This blog details the things we learned along the way.
This means it opens up the web for much more complicated and computation heavy tasks than could be imagined before. But we don’t actually write Web Assembly - just the same way we don’t write Assembly by hand. We use a high level language and use the WASM as a compilation target.
First things first, which language do you choose to write the math-heavy code in? Rust? Go? C++? All are good options with varying levels of support for Web Assembly but we settled on C++.
Not because it was the best option - we still don’t know if it was - but because given that our main algorithm - SVD or Singular Valued Decomposition - would span less than 30 lines of code, writing it in a language that provides rapid development was important. Rust, with its type safety and borrow checking hinders fast development - at least for those not familiar with the language semantics(that is, us).
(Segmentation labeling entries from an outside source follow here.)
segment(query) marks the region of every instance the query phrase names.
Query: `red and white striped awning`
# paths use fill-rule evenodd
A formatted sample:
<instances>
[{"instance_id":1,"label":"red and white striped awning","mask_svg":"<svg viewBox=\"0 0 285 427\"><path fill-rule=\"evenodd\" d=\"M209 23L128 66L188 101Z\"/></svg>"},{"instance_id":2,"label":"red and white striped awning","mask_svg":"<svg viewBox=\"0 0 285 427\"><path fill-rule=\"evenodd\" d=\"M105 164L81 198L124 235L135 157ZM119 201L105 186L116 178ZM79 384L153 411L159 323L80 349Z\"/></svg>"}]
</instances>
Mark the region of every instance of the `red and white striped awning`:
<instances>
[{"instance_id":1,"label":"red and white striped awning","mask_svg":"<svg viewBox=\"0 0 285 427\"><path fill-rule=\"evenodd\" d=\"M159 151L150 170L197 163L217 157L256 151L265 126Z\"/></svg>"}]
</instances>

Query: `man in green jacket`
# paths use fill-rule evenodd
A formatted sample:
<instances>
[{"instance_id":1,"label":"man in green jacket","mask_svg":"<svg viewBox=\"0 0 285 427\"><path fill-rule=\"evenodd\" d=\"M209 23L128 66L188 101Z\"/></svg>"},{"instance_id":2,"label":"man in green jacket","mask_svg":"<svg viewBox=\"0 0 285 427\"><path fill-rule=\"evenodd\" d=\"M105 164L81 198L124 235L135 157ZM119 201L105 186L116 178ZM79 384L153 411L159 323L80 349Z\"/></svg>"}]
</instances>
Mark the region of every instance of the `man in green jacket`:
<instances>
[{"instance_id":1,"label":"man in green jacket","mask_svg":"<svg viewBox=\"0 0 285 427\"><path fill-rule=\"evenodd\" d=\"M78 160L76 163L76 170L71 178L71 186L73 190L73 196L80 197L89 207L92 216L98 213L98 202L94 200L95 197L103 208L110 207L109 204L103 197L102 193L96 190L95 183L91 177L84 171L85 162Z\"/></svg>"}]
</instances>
Go would probably have been fine as well but given that neither one of us was in the mood to learn a new language, we were pretty much left with only C++. We of course limited ourselves to header-only libraries in C++ given that none of us had any experience in getting CMake or any other build tool work.
This, along with Emscripten, provided for as seamless an experience as you can have while writing a nontrivial application in C++.
We could’ve started with the Web part but up until then, we were under the (wrong) impression that that would be more or less straightforward. So we started with the C++ code
Of course, we had to face problems while building the CLI tool as well - including navigating hard to read documentation and out-of-date dependencies.
But after a while, we managed to create a CLI tool that took in the image path and then created the compressed image.
The algorithm we used - as I mentioned earlier - was SVD. I won’t claim to understand the math behind the madness here, but in a nutshell, it is quite similar to the PCA algorithm most commonly used in Machine Learning. You take in the features which contribute the most to the image - say the top 100 - and discard the rest. This figure is referred to as the rank in SVD and is used to control the level of compression of the image.
The guides could certainly be better - while the documentation is extensive, there’s no real way for you to stumble across a configuration option unless you already know it exists - I can recall multiple cases where we couldn’t figure out something and in the end, had to look at the actual generated JS glue code to see what configuration options we could set.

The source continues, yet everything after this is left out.